High scalability: SQL and computational complexity

Interested in working at RethinkDB? We’re hiring – please see our jobs page for more details.

Recently there has been a lot of discussion on fundamental scalability of traditional relational database systems. Many of the blog posts on this topic give a great overview of some of the immediate issues faced by engineers while scaling relational databases, but don’t dissect the problem in a systematic way and with sufficient depth to get to the core issues. I’d like to dedicate a series of blog posts to the problem of scalability and how it pertains to relational databases.

There are a number of aspects of an RDBMS that are relevant to high scalability:

  • Relational data model
  • Constraint enforcement (including referential integrity)
  • SQL and its operational semantics
  • ACID compliance

In addition, every aspect above must be discussed in the context of the following attributes:

  • A specific usage pattern
  • The implementation (a concrete system vs. a theoretically possible ideal)
  • Hardware platform (few expensive machines vs. many cheap machines)

In these series I will deal exclusively with OLTP (realtime) use cases. I will not discuss various forms of analytics, data mining problems, etc. For this post, let’s define realtime as O(k * log N), where k is some small constant that represents a well defined number of queries, and N is the total size of the data (in rows). In other words, all operations of a realtime database must completely evaluate in a logarithmic time relative to the full size of the dataset, and the number of such operations required to make a logically complete business transaction is small and independent of the size of the dataset. I chose this definition because it seems intuitively interesting – other functions that we see in practice are unlikely to satisfy realtime demands of real world systems. In future blog posts I’ll restrict this definition even further to account for constant factors, but for now reasoning in terms of complexity theory is sufficient.

There are two aspects of high scalability I’d like to cover – specific issues and problems relevant today, and what we can expect from data management systems in the future. In order to cover these aspects, I will focus both on concrete systems commonly used in production and on theoretical ideals. For completeness, I will also discuss most issues in terms of horizontal and vertical scaling.

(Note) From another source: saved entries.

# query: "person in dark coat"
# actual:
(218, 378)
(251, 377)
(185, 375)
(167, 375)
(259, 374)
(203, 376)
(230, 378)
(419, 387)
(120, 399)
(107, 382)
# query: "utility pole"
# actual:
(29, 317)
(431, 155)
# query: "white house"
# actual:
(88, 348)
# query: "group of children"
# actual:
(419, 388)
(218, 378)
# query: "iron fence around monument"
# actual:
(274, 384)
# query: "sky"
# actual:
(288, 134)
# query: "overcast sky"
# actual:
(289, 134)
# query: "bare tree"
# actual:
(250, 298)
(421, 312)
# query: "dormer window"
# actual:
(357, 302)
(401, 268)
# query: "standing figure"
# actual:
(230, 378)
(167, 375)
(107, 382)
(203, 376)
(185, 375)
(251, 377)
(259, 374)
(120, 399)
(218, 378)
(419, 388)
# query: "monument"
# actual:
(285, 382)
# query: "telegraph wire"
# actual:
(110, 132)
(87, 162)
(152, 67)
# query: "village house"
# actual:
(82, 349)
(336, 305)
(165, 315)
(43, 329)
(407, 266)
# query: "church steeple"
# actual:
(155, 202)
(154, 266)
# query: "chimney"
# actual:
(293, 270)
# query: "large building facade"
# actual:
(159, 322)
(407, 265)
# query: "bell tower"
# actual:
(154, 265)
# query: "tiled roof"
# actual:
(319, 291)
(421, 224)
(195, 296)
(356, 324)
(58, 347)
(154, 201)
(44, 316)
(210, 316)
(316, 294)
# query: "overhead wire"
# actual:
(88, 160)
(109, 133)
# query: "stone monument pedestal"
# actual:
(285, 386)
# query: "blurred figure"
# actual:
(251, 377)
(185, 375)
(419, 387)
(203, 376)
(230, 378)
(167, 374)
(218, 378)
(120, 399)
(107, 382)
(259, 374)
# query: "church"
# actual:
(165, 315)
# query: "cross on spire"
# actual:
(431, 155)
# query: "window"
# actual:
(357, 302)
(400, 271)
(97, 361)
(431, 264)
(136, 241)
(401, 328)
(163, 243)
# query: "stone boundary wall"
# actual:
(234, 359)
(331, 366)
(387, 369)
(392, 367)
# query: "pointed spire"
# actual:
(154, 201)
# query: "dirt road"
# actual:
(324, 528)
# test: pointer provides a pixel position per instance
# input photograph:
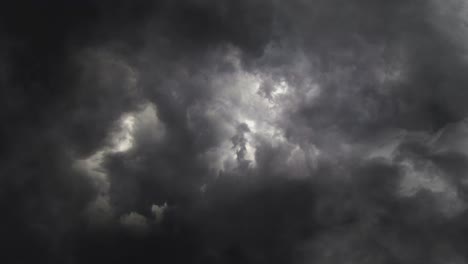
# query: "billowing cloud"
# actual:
(203, 131)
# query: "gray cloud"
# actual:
(233, 131)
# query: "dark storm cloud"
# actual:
(233, 131)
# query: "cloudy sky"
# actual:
(234, 131)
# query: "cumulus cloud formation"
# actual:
(264, 131)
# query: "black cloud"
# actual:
(202, 131)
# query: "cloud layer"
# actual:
(202, 131)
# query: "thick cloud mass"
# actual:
(219, 131)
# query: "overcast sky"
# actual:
(243, 131)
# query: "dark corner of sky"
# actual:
(234, 131)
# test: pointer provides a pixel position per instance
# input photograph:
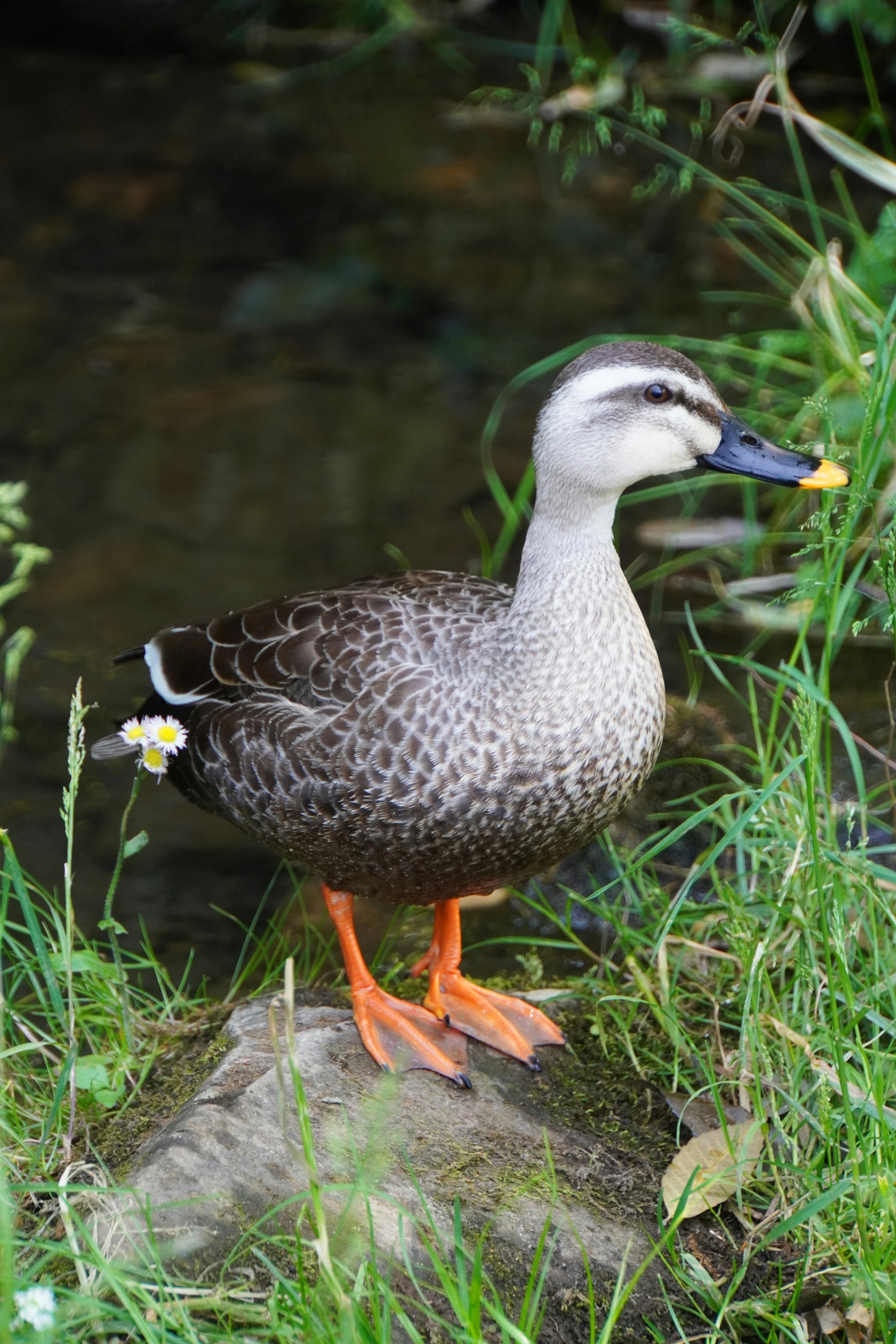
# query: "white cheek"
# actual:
(658, 452)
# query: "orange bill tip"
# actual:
(827, 476)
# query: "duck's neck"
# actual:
(570, 568)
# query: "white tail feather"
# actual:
(112, 746)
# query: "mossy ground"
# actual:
(182, 1066)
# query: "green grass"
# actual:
(768, 972)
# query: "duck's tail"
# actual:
(112, 746)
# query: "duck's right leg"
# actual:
(398, 1036)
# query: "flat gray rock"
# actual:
(222, 1165)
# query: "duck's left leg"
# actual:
(500, 1021)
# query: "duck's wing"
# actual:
(322, 650)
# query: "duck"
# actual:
(426, 736)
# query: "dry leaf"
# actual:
(721, 1170)
(702, 1116)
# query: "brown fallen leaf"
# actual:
(719, 1166)
(702, 1116)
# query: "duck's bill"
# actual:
(746, 454)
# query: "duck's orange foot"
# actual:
(402, 1036)
(500, 1021)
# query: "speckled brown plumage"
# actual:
(420, 737)
(424, 737)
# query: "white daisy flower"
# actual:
(37, 1308)
(154, 760)
(133, 732)
(168, 734)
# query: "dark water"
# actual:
(244, 346)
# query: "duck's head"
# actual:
(630, 409)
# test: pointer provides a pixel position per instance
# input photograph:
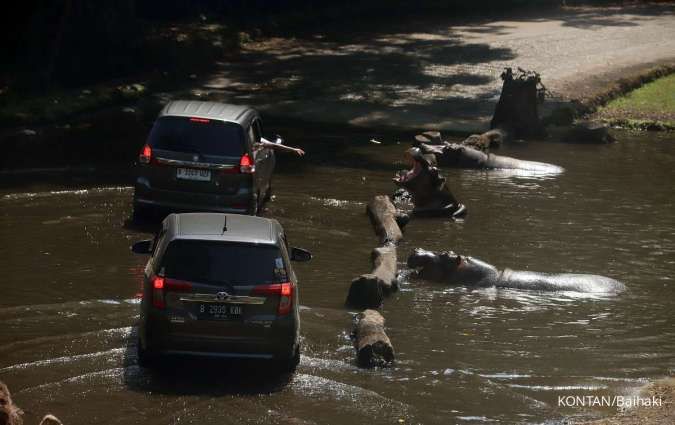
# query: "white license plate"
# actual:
(193, 174)
(218, 311)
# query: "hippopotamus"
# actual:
(456, 269)
(462, 156)
(429, 192)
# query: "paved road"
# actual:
(443, 74)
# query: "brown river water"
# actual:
(68, 306)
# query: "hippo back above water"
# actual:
(462, 156)
(452, 268)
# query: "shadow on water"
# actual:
(200, 376)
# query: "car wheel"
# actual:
(268, 192)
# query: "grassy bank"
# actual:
(652, 105)
(649, 107)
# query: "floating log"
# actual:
(369, 289)
(517, 108)
(491, 139)
(50, 420)
(430, 138)
(384, 215)
(372, 344)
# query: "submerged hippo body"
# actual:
(427, 188)
(456, 269)
(461, 156)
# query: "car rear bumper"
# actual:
(240, 202)
(279, 341)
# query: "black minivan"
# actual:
(204, 156)
(220, 285)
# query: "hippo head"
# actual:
(422, 180)
(434, 265)
(446, 266)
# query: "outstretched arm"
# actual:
(278, 146)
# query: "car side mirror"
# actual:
(142, 247)
(299, 254)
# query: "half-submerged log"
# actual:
(385, 219)
(517, 109)
(491, 139)
(369, 289)
(430, 138)
(373, 347)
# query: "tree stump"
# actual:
(369, 289)
(517, 109)
(383, 215)
(372, 344)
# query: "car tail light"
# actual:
(146, 155)
(246, 165)
(285, 292)
(161, 285)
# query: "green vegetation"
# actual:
(650, 106)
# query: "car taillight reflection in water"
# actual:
(160, 286)
(285, 292)
(146, 155)
(246, 165)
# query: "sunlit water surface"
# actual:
(68, 306)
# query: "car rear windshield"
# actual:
(196, 135)
(224, 263)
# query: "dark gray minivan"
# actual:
(204, 156)
(220, 285)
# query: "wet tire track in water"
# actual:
(68, 308)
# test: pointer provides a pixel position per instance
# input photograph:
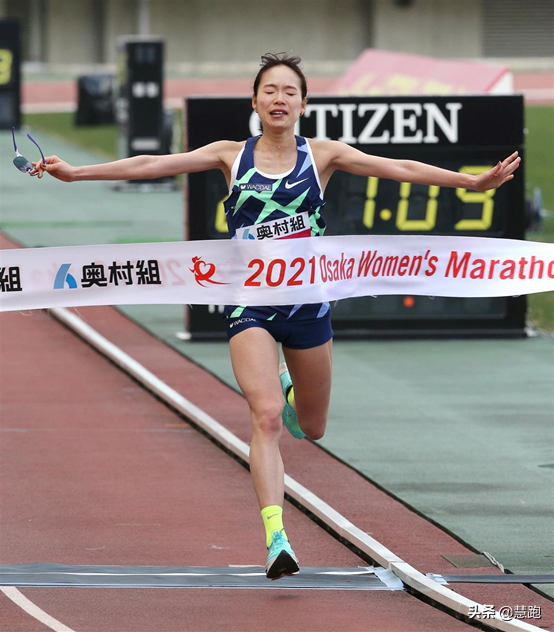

Every time I talk about an RDBMS, I will define these contexts explicitly.

Since I’m a big fan of theory of computation and programming language theory, I’ll kick off the series with a discussion on scalability of SQL from the perspective of theory of computation (here I use the acronym ‘SQL’ in its strictest sense and mean the actual query language as defined by the ANSI standard and implemented by most vendors).

From a purely theoretical, computational perspective, the ANSI SQL-92 is equivalent to a primitive recursive language. Most real world SQL implementations are even more expressive, and are Turing-complete. As far as vertical scalability is concerned, SQL is simply too expressive. Even if we restrict ourselves to SQL-92, it is possible to write queries of polynomial, or even exponential complexity – a far cry from a logarithmic requirement we established earlier. This means that according to our definition of real-time, SQL is fundamentally not a vertically scalable language.

What about horizontal scalability? Reasoning about it is more difficult because it involves somewhat esoteric computational classes, and requires additional assumptions. To simplify the reasoning, we make one key assumption. We assume that we can only have a polynomial number of machines (and cores) – this appears to hold true because the number of machines we can manufacture is dwarfed by the astronomical amounts of information we consume. If this holds true, even if we can trivially parallelize each query, an exponential function (the amount of information) divided by a polynomial (number of machines) still dominates the logarithmic function we defined earlier as acceptable. This means that given modern trends, if a given query isn’t scalable vertically, it also isn’t scalable horizontally, which makes SQL fundamentally unscalable, period.

Of course so far we’ve shown what we already know – that it is possible to write SQL queries that will likely never be fast enough to evaluate in practice. At first glace this doesn’t appear very useful – all we have to do is avoid writing such queries and use the subset of SQL that can be evaluated in logarithmic time. Unfortunately from a theoretical (and far too often practical) perspective doing this is impossible.

The culprit is SQL’s lack of operational semantics. Even a simple point query can (and often does) run in O(1) time for hash indexes, O(log N) for tree indexes, or O(N) for a linear scan. For more complicated queries, there are too many edge cases where the optimizer might magically switch from logarithmic to linear execution on a whim, despite having an index available. In practice, these changes result in expensive downtime, and hours of debugging and rearchitecting. For massively scalable realtime systems, this is SQL’s Achilles’ heel – you can’t use a subset of SQL that runs in logarithmic time – some of the time (in practice, far more often than you’d like), you’ll end up writing queries that don’t satisfy your requirements. If we do settle on a declarative query language (and I believe that anything else is a huge step backward) for massively scalable systems, it must have the property that any query you could express in this language is guaranteed to evaluate in logarithmic time.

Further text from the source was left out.